Yes, you can adjust the recipe. Because pork tenderloin is to tender and cooks so fast, when you get to step #5 you will likely only need to braise it for 30 minutes or so (before than sear it minimally). When it appears tender to you, proceed with the rest of the recipe.
A pale lager will work great. Taste it before you use it. If it is agressively hopped add 1-2 tbsp brown sugar to the braising liquid at the time you add the water.

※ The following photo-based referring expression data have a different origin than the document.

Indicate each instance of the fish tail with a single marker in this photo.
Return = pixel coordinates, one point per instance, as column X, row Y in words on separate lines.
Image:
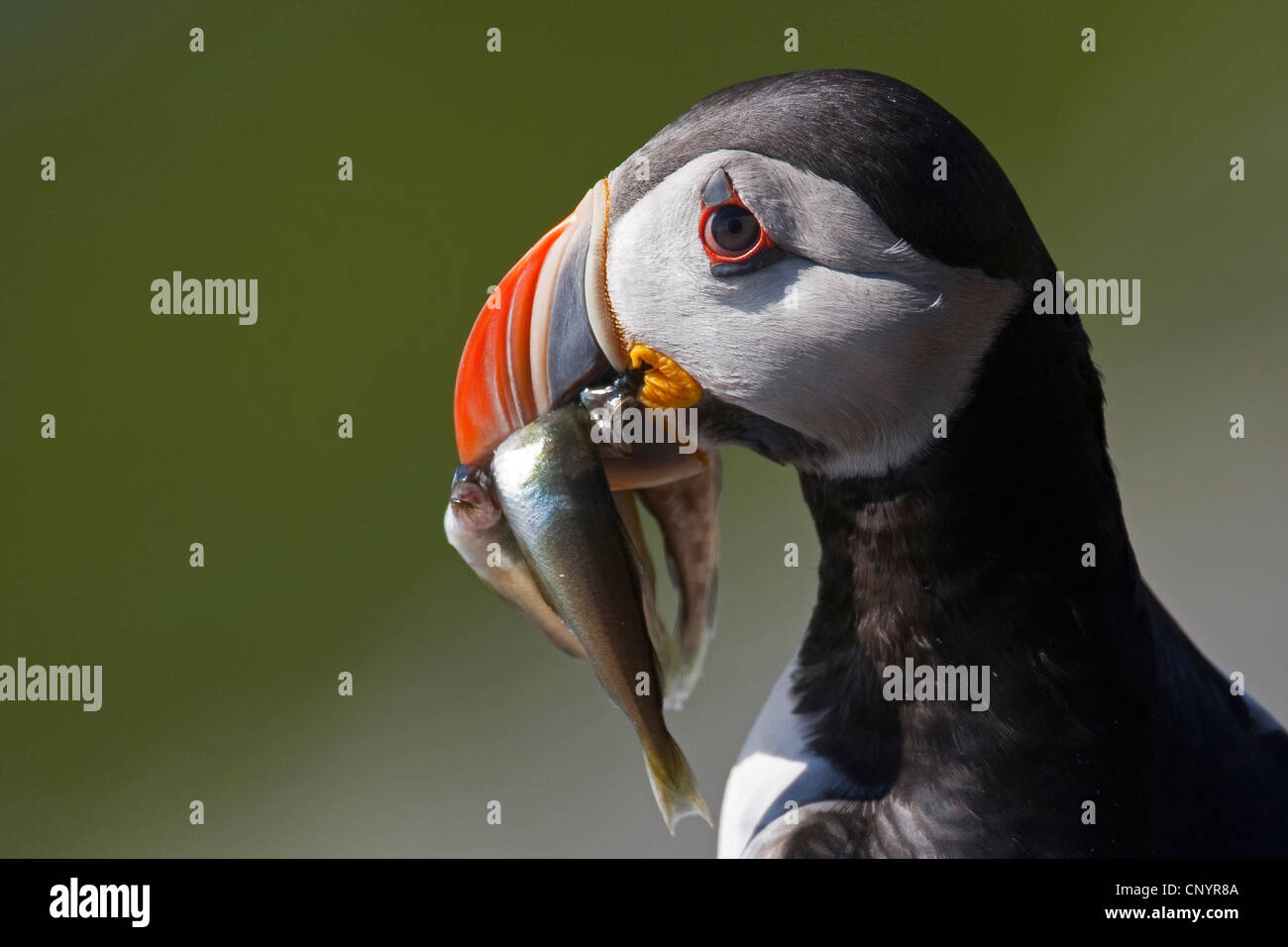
column 674, row 785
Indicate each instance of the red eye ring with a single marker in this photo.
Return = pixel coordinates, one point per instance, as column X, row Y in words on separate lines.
column 720, row 254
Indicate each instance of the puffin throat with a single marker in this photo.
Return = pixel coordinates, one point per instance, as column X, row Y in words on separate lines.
column 973, row 557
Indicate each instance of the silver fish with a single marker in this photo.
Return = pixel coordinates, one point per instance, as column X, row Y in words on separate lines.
column 478, row 531
column 552, row 487
column 686, row 510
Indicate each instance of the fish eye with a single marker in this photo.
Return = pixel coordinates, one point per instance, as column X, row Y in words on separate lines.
column 730, row 231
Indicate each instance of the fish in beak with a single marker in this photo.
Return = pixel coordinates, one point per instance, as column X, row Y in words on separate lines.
column 557, row 501
column 554, row 527
column 477, row 530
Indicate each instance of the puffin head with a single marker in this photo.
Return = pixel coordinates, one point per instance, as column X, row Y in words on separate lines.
column 818, row 262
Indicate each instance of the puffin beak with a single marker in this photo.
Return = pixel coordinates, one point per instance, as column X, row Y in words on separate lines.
column 544, row 334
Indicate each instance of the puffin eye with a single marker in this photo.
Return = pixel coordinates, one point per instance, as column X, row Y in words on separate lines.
column 730, row 234
column 730, row 231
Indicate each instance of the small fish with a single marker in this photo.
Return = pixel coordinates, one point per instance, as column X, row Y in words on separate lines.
column 552, row 487
column 478, row 531
column 686, row 510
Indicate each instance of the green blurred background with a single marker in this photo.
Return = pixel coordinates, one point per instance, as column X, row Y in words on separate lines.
column 326, row 554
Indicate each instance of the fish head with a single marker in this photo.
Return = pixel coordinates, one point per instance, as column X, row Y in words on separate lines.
column 473, row 505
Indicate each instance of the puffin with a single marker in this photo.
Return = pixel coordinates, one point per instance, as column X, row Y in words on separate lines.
column 785, row 260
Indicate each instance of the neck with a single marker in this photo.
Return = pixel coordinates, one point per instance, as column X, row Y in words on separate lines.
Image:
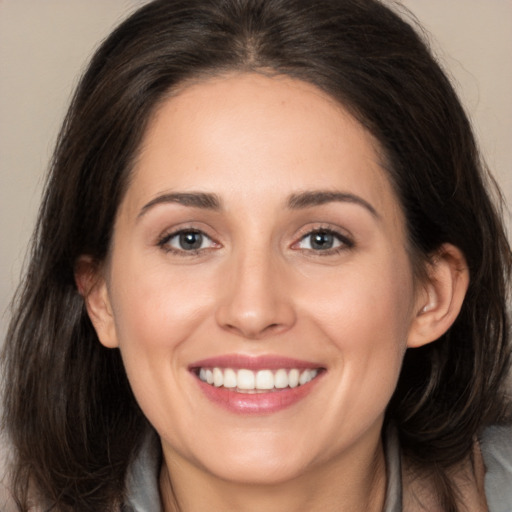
column 353, row 482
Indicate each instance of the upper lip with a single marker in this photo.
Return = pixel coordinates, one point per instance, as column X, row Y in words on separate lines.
column 261, row 362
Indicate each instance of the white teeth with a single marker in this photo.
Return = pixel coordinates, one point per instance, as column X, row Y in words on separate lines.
column 293, row 378
column 218, row 377
column 245, row 379
column 230, row 380
column 264, row 379
column 261, row 380
column 281, row 379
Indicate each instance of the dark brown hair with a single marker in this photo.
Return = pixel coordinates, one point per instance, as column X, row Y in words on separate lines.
column 68, row 407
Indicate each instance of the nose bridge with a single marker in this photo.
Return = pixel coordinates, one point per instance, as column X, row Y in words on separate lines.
column 255, row 302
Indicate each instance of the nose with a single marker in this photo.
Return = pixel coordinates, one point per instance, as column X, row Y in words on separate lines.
column 256, row 301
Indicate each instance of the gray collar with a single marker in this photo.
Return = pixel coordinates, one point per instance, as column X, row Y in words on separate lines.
column 142, row 494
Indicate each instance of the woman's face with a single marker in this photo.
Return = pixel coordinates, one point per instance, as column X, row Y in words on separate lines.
column 259, row 246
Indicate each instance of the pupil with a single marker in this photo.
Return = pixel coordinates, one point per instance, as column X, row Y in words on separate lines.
column 190, row 240
column 322, row 241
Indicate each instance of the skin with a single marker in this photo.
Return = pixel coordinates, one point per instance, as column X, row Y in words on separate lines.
column 257, row 287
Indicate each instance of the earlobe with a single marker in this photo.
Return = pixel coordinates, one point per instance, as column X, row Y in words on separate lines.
column 442, row 296
column 92, row 285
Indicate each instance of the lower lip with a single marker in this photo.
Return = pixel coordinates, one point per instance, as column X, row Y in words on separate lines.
column 257, row 403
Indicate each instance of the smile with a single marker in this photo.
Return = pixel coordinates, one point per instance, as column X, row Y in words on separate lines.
column 248, row 381
column 249, row 385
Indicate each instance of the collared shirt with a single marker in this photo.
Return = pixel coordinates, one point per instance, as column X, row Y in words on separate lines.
column 496, row 446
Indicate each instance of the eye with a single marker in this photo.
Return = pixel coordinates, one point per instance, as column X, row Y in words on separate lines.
column 324, row 240
column 186, row 240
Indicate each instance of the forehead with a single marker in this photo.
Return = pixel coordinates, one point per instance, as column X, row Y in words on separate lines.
column 249, row 135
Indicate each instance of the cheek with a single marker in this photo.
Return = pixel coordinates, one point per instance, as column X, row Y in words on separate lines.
column 365, row 313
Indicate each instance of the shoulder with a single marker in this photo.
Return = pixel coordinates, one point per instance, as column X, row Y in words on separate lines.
column 496, row 447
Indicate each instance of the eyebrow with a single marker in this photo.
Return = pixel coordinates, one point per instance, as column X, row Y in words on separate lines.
column 193, row 199
column 320, row 197
column 298, row 201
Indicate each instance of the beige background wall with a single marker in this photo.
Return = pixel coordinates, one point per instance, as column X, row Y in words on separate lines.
column 45, row 43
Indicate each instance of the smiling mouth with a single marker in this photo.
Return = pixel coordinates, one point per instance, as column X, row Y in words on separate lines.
column 261, row 381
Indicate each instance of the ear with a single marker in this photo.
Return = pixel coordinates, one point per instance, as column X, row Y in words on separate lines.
column 440, row 299
column 92, row 286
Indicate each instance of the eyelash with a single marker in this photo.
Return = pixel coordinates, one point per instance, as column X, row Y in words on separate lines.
column 164, row 240
column 345, row 243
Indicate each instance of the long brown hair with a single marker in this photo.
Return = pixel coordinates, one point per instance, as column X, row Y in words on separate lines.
column 68, row 407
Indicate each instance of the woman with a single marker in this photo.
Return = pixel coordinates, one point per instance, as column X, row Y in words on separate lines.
column 267, row 275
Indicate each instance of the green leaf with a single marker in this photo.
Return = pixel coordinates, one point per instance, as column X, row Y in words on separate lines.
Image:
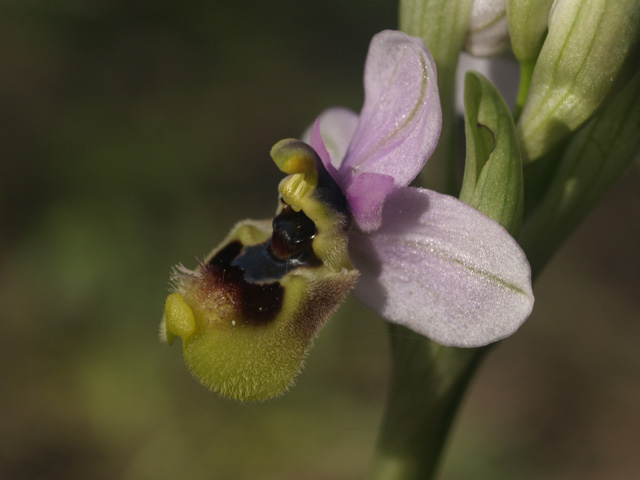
column 492, row 180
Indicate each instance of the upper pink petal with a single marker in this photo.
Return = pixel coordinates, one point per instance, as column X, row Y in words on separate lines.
column 444, row 270
column 401, row 118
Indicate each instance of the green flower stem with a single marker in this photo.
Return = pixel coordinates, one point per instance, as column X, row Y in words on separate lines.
column 443, row 25
column 526, row 71
column 428, row 382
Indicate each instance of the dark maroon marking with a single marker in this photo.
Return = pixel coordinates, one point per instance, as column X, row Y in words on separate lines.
column 293, row 234
column 259, row 303
column 250, row 274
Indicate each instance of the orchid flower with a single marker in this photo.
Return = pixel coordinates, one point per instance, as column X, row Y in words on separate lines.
column 421, row 259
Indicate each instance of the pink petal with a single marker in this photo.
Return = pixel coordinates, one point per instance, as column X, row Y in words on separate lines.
column 317, row 143
column 337, row 125
column 401, row 118
column 444, row 270
column 366, row 193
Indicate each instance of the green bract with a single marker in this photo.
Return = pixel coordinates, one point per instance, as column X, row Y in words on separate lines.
column 590, row 52
column 527, row 25
column 443, row 25
column 592, row 163
column 493, row 168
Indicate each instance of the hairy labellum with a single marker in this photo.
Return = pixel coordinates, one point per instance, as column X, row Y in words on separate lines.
column 249, row 313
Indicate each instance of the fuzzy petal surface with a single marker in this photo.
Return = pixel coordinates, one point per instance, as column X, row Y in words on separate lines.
column 444, row 270
column 336, row 126
column 366, row 194
column 401, row 118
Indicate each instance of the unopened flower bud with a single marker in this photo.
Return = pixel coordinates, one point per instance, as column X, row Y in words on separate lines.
column 589, row 54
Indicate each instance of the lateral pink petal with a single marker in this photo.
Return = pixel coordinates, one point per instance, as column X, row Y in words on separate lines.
column 444, row 270
column 366, row 194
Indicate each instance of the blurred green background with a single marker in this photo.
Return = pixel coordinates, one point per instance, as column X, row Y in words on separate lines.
column 134, row 135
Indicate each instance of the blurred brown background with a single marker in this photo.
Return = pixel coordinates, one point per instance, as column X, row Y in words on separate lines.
column 133, row 135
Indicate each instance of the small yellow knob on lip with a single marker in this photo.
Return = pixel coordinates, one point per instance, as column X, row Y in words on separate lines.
column 180, row 321
column 299, row 160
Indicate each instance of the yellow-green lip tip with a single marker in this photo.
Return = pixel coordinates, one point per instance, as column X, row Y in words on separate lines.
column 180, row 320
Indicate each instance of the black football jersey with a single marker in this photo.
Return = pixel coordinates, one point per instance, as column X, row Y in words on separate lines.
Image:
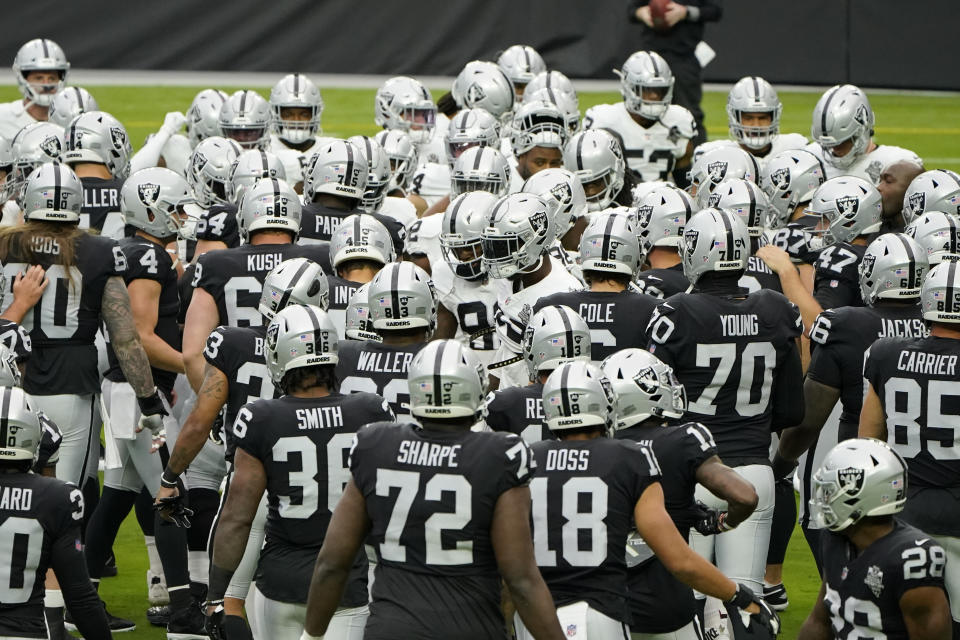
column 519, row 410
column 39, row 521
column 727, row 352
column 662, row 283
column 64, row 322
column 916, row 381
column 863, row 590
column 234, row 277
column 303, row 444
column 378, row 368
column 238, row 353
column 836, row 281
column 616, row 320
column 430, row 497
column 841, row 336
column 149, row 261
column 583, row 499
column 101, row 200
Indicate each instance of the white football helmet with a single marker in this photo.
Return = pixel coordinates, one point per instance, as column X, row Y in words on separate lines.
column 646, row 70
column 517, row 234
column 296, row 90
column 246, row 117
column 645, row 387
column 858, row 478
column 40, row 54
column 578, row 395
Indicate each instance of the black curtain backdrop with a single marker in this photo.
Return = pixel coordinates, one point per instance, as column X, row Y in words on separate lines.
column 877, row 43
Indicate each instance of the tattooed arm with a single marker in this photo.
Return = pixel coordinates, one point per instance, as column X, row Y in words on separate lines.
column 116, row 313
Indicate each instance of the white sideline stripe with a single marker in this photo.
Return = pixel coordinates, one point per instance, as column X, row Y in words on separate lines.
column 137, row 77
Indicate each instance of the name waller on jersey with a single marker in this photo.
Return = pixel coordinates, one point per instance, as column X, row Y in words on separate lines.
column 428, row 454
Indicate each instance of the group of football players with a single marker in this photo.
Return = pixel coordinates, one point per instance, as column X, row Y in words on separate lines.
column 549, row 376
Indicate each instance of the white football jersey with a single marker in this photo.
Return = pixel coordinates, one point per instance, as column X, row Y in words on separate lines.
column 472, row 303
column 650, row 152
column 870, row 166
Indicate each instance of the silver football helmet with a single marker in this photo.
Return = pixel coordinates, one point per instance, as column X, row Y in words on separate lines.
column 300, row 336
column 595, row 156
column 340, row 169
column 717, row 165
column 246, row 117
column 401, row 297
column 203, row 116
column 402, row 155
column 646, row 70
column 753, row 95
column 609, row 244
column 209, row 170
column 940, row 294
column 555, row 87
column 554, row 335
column 98, row 137
column 562, row 188
column 152, row 200
column 521, row 63
column 446, row 380
column 361, row 237
column 645, row 387
column 843, row 113
column 858, row 478
column 463, row 223
column 251, row 166
column 378, row 173
column 357, row 323
column 471, row 128
column 480, row 169
column 789, row 179
column 578, row 395
column 935, row 190
column 744, row 198
column 53, row 193
column 538, row 124
column 848, row 207
column 483, row 85
column 22, row 430
column 40, row 54
column 938, row 235
column 892, row 267
column 296, row 90
column 661, row 216
column 294, row 281
column 714, row 240
column 269, row 204
column 68, row 103
column 517, row 234
column 405, row 104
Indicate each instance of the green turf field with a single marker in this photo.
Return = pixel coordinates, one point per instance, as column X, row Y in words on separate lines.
column 928, row 125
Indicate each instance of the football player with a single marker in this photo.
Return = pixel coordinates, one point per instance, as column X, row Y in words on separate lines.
column 310, row 428
column 554, row 335
column 609, row 256
column 466, row 295
column 40, row 68
column 621, row 482
column 736, row 355
column 515, row 243
column 909, row 405
column 881, row 576
column 657, row 136
column 842, row 132
column 403, row 309
column 417, row 575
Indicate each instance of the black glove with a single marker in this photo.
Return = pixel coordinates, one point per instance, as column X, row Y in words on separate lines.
column 767, row 618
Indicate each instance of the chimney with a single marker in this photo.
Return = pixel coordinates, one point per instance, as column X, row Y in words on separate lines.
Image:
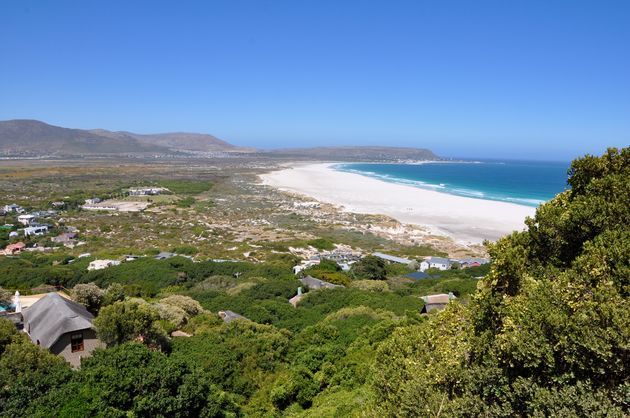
column 17, row 302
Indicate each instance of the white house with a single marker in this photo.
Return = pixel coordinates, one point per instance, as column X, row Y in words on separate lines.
column 146, row 191
column 35, row 230
column 439, row 263
column 13, row 208
column 101, row 264
column 26, row 220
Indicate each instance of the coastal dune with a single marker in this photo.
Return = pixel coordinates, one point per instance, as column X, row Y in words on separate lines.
column 466, row 220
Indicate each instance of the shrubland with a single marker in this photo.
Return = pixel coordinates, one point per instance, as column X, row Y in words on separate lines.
column 542, row 331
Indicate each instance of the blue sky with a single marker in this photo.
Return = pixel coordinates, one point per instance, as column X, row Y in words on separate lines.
column 505, row 79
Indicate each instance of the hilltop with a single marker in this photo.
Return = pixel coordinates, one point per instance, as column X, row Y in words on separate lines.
column 35, row 138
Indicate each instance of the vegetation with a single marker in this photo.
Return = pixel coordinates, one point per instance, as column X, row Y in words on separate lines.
column 542, row 331
column 546, row 334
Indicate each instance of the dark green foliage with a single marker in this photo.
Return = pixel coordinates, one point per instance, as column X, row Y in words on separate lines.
column 27, row 372
column 369, row 268
column 329, row 271
column 132, row 379
column 235, row 355
column 130, row 320
column 185, row 250
column 547, row 332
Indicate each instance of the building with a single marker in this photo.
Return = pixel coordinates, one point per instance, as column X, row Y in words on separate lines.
column 101, row 264
column 229, row 316
column 13, row 249
column 62, row 326
column 35, row 230
column 13, row 208
column 392, row 258
column 416, row 275
column 439, row 263
column 26, row 220
column 164, row 255
column 315, row 284
column 473, row 262
column 436, row 302
column 66, row 238
column 146, row 191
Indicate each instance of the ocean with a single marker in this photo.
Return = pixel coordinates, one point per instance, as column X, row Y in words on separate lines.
column 526, row 183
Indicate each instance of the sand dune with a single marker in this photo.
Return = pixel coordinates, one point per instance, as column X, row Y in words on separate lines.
column 466, row 220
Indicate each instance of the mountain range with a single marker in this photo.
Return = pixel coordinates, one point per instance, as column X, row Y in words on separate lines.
column 25, row 137
column 32, row 137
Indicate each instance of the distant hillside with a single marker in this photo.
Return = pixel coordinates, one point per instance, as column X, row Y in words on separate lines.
column 179, row 141
column 32, row 137
column 367, row 153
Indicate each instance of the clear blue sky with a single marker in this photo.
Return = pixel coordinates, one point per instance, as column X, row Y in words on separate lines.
column 508, row 78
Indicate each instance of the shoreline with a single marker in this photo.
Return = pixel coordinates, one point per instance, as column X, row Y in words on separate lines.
column 466, row 220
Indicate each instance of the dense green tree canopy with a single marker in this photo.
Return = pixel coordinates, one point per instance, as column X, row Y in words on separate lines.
column 548, row 331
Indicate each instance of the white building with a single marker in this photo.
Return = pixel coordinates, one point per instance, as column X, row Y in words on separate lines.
column 35, row 230
column 13, row 208
column 146, row 191
column 439, row 263
column 101, row 264
column 26, row 220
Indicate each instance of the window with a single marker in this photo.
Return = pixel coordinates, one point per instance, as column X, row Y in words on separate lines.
column 76, row 342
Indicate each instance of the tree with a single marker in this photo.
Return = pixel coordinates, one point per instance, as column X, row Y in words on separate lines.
column 115, row 292
column 130, row 320
column 186, row 303
column 89, row 295
column 8, row 333
column 5, row 297
column 369, row 267
column 131, row 380
column 27, row 373
column 546, row 333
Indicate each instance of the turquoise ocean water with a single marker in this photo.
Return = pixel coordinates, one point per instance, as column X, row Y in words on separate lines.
column 522, row 182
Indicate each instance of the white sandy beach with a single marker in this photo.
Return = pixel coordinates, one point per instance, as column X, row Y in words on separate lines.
column 466, row 220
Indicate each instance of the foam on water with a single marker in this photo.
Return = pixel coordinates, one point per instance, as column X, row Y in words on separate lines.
column 527, row 183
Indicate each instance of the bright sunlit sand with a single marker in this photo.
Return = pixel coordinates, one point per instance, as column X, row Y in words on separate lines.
column 466, row 220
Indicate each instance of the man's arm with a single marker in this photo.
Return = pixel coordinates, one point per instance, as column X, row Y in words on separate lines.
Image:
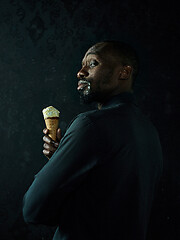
column 63, row 173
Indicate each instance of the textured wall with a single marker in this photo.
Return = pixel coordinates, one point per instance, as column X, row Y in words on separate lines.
column 42, row 44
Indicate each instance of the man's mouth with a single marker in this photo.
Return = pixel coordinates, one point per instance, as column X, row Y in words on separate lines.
column 82, row 84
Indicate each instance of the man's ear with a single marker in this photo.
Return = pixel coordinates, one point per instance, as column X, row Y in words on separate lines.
column 125, row 72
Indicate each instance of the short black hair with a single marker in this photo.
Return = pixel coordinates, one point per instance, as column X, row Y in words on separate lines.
column 126, row 54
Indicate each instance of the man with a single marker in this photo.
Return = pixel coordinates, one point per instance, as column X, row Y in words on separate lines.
column 101, row 180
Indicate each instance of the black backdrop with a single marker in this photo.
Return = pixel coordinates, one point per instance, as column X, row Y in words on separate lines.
column 42, row 43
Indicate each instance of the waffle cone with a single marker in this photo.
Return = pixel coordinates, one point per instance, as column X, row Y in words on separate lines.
column 52, row 126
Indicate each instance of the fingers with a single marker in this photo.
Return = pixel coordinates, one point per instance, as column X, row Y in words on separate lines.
column 47, row 153
column 58, row 134
column 45, row 131
column 50, row 146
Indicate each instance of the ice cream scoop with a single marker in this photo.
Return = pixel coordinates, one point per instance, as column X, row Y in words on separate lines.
column 51, row 117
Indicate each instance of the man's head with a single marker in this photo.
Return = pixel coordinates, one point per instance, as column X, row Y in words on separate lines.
column 108, row 68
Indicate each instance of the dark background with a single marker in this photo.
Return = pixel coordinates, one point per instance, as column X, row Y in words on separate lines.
column 41, row 46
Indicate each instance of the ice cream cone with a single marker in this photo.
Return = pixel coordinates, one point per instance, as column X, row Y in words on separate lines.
column 52, row 126
column 51, row 117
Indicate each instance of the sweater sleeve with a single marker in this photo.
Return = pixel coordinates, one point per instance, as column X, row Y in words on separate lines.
column 63, row 173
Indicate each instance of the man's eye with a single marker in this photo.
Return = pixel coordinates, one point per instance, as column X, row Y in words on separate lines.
column 93, row 63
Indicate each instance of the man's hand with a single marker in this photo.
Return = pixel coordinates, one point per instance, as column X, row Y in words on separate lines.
column 50, row 146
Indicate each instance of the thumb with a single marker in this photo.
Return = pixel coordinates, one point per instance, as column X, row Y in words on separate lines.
column 58, row 134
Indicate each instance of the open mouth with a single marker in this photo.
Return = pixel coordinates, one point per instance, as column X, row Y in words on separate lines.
column 82, row 84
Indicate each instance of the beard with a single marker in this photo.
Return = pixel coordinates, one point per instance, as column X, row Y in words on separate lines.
column 87, row 96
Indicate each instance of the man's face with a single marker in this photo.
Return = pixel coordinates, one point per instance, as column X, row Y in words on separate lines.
column 98, row 77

This recipe can definitely work with red wine, the richer and sweeter, the better. Enjoy dinner!
Jan Martin says
My Mother in law used to make this and I loved it. She always served it with mashed potatoes which are really good with sauerkraut.
Craft Beering says
Cannot go worng with mashed potatoes!
caroline bishop says
I tried with a smoked gammon hock and a non smoked pork hock and made it all on the hob in a big pan. I then reduced the sauce before adding meat back and kraut. I loved it! I’ll try with smaller cuts and follow your recipe next time
. does the kraut slightly roast in your method? Thanks for the idea of cooking the kraut in the gravy. I’ll use this idea again!
Not exactly, the temperature is too low for roasting (by definition roasting is 400 F and above). But, it does cook slowly absorbing the pan juices and tastes richer:)
Delicious! I was looking for new recipes to incorporate more kraut into my diet, for it’s nutritional value. This one is excellent, and is so easy to make. I was cooking only for myself, so I halved all of the ingredients, and it worked out just fine. I used a 5.5 Dutch oven since I didn’t have a braising pan. I used a dunkel style German bier. The recipe is correct, no knife is needed. The pork just falls apart with some pressure from the fork. I baked it for 1 hour, since I cut the pork into smaller pieces. The recipe calls for a 20 minute baking session towards the end of the cook, and says to add more water if necessary. It wasn’t necessary in my case, but while I was waiting, I was wishing that I had saved all of the brine I had drained off the kraut to use that instead. I will do that next time, just in case. When I had finished all the pork in my bowl, there was a pile of kraut left over. I had rolls with my meal, so I piled the leftover kraut / onion / bier reduction mixture onto my roll, and it was delicious! Nice way to finish off the meal. Plenty of leftovers. Can’t wait till tomorrow. I bought a six pack of dunkel to get the 1/2 cup of bier for the recipe, and three biers went down while the pork was baking. I’m breathing a little heavy, and will be passing out shortly.
Harry, this was a pleasure to read! We love, love, love people who appreciate dunkel:) and good food the way you do. Wish you were a neighbor of ours. Cheers!
I love sauerkraut and I’m always trying to incorporate it into meals in different ways! Love the pairing with pork here! Looks hearty and tasty! Pinning!
Katherine | Love In My Oven says
Soooo my kind of dish right here, Milena!! Pork and sauerkraut, what could be better!? I am such a lover of sauerkraut!! My Mom is German so we ate a lot of it growing up, especially with perogies or pork sausage. This is definitely a dish I’d love!
Jennifer @ Seasons and Suppers says
My husband is a sauerkraut lover, so he would be all over this hearty and delicious dish! Must find some kraut and surprise him with this one 🙂
Kelsie | the itsy-bitsy kitchen says
Recipes from Grandma are the best :). Sauerkraut is one of my favorite things so I’m loving the sound of this!